In Java, does "==" Box or Unbox when comparing an object and a constant value?

Amrish Kumar :

When comparing an Integer object and a constant value, does Java box the value or unbox the Integer object?

Based on what I have read, "==" is a reference comparison, therefore it's only logical to assume that Java boxes the constant to perform the reference comparison between the objects. Yet, the below test code seems to be give contradictory results.

Integer v1 = 1000;
Integer v2 = 1000;
boolean b1 = v1 == 1000; //True.
boolean b2 = v1 == v2; //False. Proof that 1000 boxes to new object and is not fetched from cache.

So how does object vs constant value comparison using == works in Java? Does the operator compare by value in this case?

Eran :

What you call "a constant value" is an int literal, so its type is int.

JLS 15.21.1 says:

If the operands of an equality operator are both of numeric type, or one is of numeric type and the other is convertible (§5.1.8) to numeric type, binary numeric promotion is performed on the operands.

In your v1 == 1000 test, 1000 is of numeric type and v1 is convertible to numeric type, so binary numeric promotion is performed.

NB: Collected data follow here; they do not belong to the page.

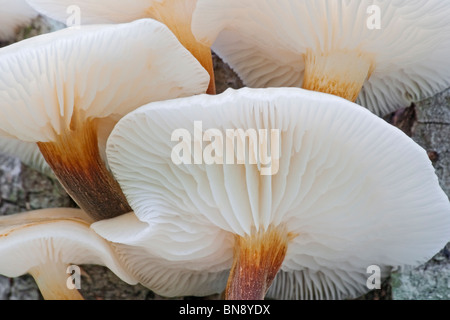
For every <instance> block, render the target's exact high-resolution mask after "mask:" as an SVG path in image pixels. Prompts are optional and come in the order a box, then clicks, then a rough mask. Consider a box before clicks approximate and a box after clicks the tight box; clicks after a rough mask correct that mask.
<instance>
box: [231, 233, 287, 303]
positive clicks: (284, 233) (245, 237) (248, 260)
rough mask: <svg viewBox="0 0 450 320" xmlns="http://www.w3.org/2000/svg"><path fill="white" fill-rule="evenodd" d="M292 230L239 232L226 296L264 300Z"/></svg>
mask: <svg viewBox="0 0 450 320" xmlns="http://www.w3.org/2000/svg"><path fill="white" fill-rule="evenodd" d="M291 239H293V236H292V234H290V233H288V232H287V231H286V229H285V228H281V227H277V228H269V229H268V230H260V231H258V232H255V233H253V234H252V235H249V236H245V237H241V236H236V238H235V246H234V257H233V265H232V267H231V271H230V276H229V278H228V283H227V287H226V290H225V299H226V300H263V299H264V297H265V295H266V293H267V290H268V289H269V287H270V285H271V284H272V281H273V280H274V279H275V276H276V274H277V273H278V271H279V269H280V267H281V265H282V263H283V260H284V258H285V256H286V252H287V248H288V243H289V241H290V240H291Z"/></svg>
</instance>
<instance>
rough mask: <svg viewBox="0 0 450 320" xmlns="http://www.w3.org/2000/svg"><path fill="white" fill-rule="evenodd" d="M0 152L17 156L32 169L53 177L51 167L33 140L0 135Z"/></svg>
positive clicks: (9, 154) (53, 177)
mask: <svg viewBox="0 0 450 320" xmlns="http://www.w3.org/2000/svg"><path fill="white" fill-rule="evenodd" d="M0 153H3V154H8V155H10V156H12V157H17V158H18V159H20V160H21V162H22V163H24V164H25V165H27V166H29V167H31V168H33V169H34V170H37V171H39V172H41V173H43V174H45V175H46V176H48V177H50V178H55V176H54V174H53V171H52V169H51V168H50V166H49V165H48V163H47V161H45V159H44V157H43V156H42V153H41V151H40V150H39V147H38V146H37V144H36V143H34V142H23V141H20V140H16V139H11V138H4V137H0Z"/></svg>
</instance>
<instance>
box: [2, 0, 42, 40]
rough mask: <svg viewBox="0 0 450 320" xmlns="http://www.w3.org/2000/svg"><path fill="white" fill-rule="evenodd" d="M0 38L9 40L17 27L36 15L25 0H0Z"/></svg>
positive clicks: (34, 16) (11, 37)
mask: <svg viewBox="0 0 450 320" xmlns="http://www.w3.org/2000/svg"><path fill="white" fill-rule="evenodd" d="M0 7H1V8H2V9H1V10H0V40H11V39H12V38H13V37H14V35H15V33H16V32H17V28H18V27H20V26H24V25H26V24H27V23H29V22H31V20H33V19H34V18H36V17H37V16H38V12H37V11H35V10H34V9H32V8H31V7H30V6H29V5H28V4H27V2H26V1H25V0H0Z"/></svg>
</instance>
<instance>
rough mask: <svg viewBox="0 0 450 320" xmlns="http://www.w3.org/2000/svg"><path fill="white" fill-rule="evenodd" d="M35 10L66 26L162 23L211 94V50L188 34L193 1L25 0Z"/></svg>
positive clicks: (214, 84) (214, 86) (155, 0)
mask: <svg viewBox="0 0 450 320" xmlns="http://www.w3.org/2000/svg"><path fill="white" fill-rule="evenodd" d="M28 2H29V4H30V5H32V6H33V7H34V8H35V9H36V10H37V11H39V12H41V13H42V14H43V15H45V16H48V17H51V18H53V19H55V20H58V21H60V22H62V23H65V24H66V25H68V26H72V25H74V24H77V23H79V24H82V25H84V24H97V23H124V22H129V21H134V20H137V19H143V18H152V19H156V20H158V21H160V22H162V23H164V24H165V25H166V26H167V27H168V28H169V29H170V30H171V31H172V32H173V33H174V34H175V36H177V38H178V40H180V42H181V44H182V45H183V46H184V47H185V48H186V49H188V50H189V51H190V52H191V53H192V55H193V56H194V57H195V58H196V59H197V60H198V61H199V62H200V63H201V65H202V66H203V67H204V68H205V69H206V70H207V71H208V73H209V75H210V83H209V86H208V88H207V93H210V94H215V79H214V66H213V61H212V56H211V47H210V46H204V45H203V44H201V43H199V42H198V41H197V40H196V38H195V36H194V35H193V34H192V31H191V21H192V14H193V11H194V9H195V7H196V4H197V0H127V1H122V0H96V1H87V0H75V1H74V0H50V1H49V0H28Z"/></svg>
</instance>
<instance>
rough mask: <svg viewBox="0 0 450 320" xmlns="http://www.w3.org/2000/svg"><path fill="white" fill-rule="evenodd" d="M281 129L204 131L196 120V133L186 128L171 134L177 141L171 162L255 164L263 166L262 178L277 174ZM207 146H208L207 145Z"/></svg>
mask: <svg viewBox="0 0 450 320" xmlns="http://www.w3.org/2000/svg"><path fill="white" fill-rule="evenodd" d="M280 139H281V135H280V130H278V129H270V130H269V129H259V130H256V129H247V130H244V129H227V130H225V132H224V131H222V130H219V129H214V128H210V129H208V130H206V131H204V132H203V123H202V121H194V134H193V136H192V135H191V132H190V131H189V130H187V129H183V128H180V129H176V130H174V131H173V132H172V136H171V141H175V142H178V144H176V145H175V146H174V147H173V148H172V153H171V159H172V162H173V163H174V164H176V165H181V164H185V165H186V164H198V165H200V164H206V165H213V164H218V165H223V164H231V165H233V164H252V165H260V174H261V175H275V174H277V173H278V170H279V160H280ZM205 143H206V145H205Z"/></svg>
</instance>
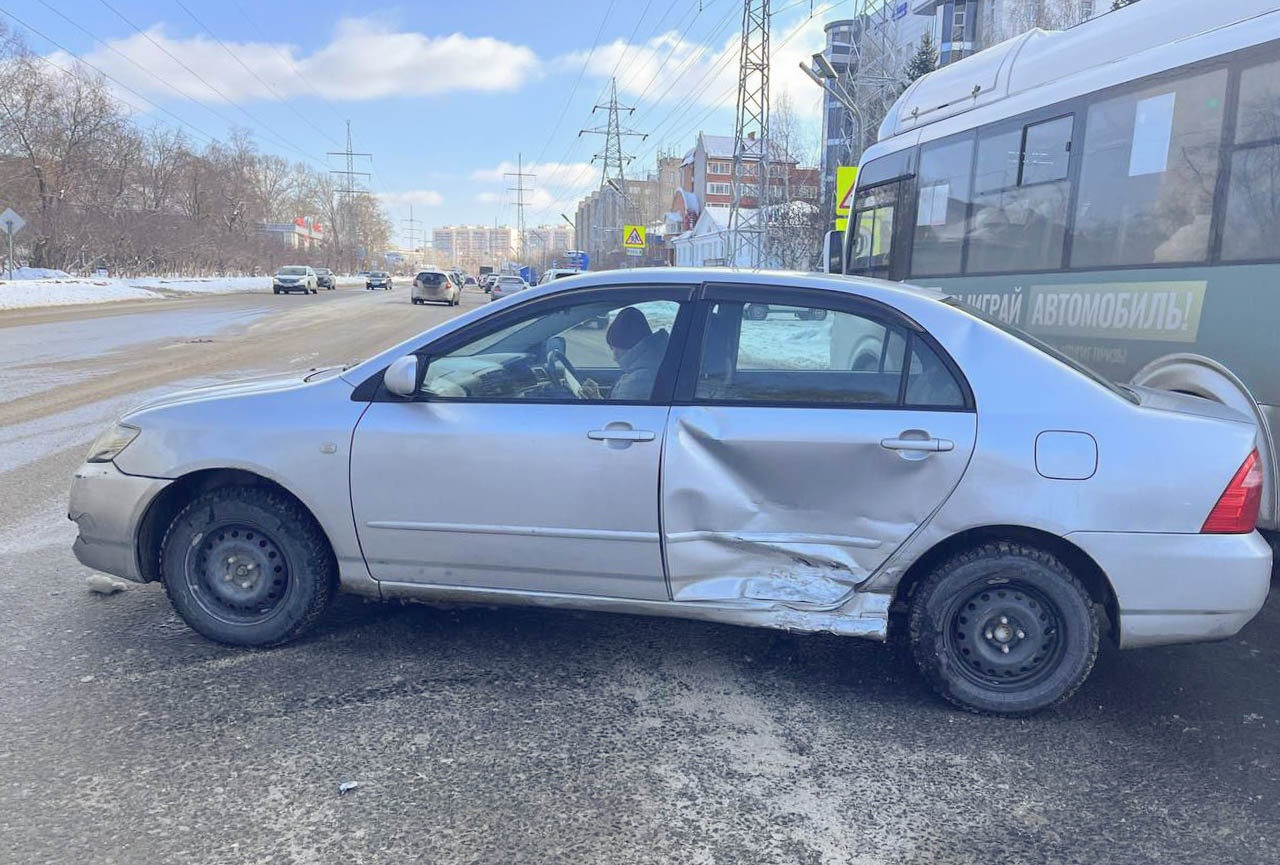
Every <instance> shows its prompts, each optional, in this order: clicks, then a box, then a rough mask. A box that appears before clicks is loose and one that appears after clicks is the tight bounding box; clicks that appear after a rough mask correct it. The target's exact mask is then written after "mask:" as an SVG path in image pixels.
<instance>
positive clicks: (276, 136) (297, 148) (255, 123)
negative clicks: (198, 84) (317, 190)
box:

JLS 5.6.2 (Binary numeric promotion) says:

If any operand is of a reference type, it is subjected to unboxing conversion

Hence, the Integer operand - v1 - is unboxed to an int and a comparison of two ints is performed. Therefore the result of the comparison is true.

When you compare two reference types - v1 == v2 - no unboxing takes places, only the references are compared, as written in JLS 15.21.3:

If the operands of an equality operator are both of either reference type or the null type, then the operation is object equality.

Since 1000 is too large to be cached by the Integer cache, b1 and b2 are not referencing the same instance, and therefore the result of the comparison is false.